My buddy asked, “Where are you going to get the liquid hydrogen?”

GM Guy: “There are many places you can get it …”

“And they’re all very expensive,” I said.

Personally, I’m encouraged that they’re at least talking about this stuff, but I have serious doubts about the ability to bring any of this to market quickly or cheaply.

Whatever replaces the internal combustion engine is going to have some serious drawbacks —- but of course, internal combustion engines already have major drawbacks of their own.
Webmaster (URL) - February 16, 2005




Do they still have slinky models draped on the cars?
Arch - February 17, 2005




I sincerely hope they are working on alternative fuel of some kind – I don’t care if it’s banana peels or coffee grounds – because sooner or later, this petroleum-based society is coming to an end. Probably sooner.

Read this site, it will scare the chit out of you.

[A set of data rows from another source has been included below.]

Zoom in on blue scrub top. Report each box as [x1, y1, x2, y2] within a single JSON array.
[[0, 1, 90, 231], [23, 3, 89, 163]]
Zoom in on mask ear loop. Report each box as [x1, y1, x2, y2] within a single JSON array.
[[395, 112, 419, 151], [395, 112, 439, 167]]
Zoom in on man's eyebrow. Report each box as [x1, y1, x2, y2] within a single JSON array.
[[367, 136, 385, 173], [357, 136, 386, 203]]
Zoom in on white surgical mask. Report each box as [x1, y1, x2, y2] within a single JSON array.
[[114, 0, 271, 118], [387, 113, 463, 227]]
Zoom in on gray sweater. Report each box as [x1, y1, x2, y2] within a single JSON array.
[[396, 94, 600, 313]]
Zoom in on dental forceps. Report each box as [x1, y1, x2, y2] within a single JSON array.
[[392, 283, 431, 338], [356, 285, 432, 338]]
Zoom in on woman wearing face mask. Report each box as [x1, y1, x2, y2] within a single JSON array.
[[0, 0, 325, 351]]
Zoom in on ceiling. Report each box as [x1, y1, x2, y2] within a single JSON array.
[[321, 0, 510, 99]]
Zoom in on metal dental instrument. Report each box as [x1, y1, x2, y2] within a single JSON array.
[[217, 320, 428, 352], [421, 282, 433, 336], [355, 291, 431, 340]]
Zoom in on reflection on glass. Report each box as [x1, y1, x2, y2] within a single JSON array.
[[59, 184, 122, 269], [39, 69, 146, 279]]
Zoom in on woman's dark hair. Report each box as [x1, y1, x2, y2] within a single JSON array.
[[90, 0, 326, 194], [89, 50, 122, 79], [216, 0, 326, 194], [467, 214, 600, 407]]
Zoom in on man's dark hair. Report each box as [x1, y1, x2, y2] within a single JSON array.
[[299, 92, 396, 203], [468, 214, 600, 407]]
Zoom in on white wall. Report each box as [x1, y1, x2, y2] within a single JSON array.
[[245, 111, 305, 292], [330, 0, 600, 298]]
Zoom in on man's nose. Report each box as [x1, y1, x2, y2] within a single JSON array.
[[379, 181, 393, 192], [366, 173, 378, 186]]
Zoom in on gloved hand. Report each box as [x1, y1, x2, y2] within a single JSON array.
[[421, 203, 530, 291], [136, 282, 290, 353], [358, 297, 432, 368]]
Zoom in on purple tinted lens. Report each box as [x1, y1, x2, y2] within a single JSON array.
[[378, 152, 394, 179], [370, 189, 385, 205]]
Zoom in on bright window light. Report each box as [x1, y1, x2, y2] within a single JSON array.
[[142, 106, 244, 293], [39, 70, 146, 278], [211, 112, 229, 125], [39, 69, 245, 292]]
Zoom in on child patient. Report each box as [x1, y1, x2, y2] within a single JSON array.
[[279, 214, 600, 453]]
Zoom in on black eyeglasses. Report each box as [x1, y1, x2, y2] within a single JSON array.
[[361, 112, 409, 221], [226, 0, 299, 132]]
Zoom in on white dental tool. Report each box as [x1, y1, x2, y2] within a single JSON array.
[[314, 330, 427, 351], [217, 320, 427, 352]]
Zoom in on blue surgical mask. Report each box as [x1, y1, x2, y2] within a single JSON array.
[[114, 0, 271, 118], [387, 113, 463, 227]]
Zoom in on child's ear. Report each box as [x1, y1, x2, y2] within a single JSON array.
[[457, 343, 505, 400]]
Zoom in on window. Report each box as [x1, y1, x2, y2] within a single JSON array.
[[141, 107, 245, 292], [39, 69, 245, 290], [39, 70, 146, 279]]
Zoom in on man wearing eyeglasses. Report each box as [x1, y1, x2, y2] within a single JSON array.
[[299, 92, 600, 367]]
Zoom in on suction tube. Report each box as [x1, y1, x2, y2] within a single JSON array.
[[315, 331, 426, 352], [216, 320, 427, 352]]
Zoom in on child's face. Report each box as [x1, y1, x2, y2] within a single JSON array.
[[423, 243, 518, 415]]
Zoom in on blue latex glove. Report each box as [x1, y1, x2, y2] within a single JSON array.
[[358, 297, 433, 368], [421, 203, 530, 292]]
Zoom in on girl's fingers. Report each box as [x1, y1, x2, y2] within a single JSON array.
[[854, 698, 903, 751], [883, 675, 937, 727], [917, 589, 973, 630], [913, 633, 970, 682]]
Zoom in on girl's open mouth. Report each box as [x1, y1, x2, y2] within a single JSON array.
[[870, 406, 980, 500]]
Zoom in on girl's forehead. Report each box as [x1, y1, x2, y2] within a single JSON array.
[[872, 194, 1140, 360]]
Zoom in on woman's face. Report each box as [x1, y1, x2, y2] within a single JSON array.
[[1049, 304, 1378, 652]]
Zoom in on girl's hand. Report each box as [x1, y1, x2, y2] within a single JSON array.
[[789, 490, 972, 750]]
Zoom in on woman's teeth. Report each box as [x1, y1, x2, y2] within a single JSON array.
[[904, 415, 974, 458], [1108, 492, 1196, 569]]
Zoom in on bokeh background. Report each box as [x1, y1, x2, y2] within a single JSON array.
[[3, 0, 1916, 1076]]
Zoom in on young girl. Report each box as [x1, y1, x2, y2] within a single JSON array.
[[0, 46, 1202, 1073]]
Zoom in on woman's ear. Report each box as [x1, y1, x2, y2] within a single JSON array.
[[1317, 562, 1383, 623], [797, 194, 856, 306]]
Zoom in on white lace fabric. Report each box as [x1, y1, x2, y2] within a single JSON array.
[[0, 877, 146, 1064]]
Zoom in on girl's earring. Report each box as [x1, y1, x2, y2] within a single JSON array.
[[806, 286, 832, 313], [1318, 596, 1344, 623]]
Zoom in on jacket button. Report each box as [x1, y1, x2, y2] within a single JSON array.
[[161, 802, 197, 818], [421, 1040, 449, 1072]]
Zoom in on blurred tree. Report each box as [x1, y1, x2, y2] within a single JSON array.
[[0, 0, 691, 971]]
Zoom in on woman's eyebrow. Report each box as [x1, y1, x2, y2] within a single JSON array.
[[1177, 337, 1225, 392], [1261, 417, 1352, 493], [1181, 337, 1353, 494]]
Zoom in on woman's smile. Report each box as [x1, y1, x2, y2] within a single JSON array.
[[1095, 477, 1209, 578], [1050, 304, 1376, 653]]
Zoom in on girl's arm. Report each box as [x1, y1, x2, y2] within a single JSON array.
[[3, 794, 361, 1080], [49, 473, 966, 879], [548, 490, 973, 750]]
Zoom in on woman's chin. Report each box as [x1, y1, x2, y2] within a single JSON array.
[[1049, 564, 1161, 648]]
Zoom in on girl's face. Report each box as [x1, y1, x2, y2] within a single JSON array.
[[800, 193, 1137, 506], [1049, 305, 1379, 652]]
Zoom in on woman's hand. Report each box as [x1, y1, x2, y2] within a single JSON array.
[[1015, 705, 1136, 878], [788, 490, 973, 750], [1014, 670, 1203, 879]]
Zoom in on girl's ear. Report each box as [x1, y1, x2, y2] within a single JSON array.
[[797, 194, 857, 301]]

http://www.lifeaftertheoilcrash.net
A. Lert Reader - February 17, 2005




Smog breathing equals shorter lifespans and oil dependance equals shorter economic viability. We need cars like the prover EV1 NOW! There are still 77 EV1’s in California that GM has condemed to the crusher. see www.EV1.org GM put action where your mouth is, restart the EV1 production line and put them in a free market to be owned (not leased). Let the consumer decide if Americans want to be oil and smog free NOW!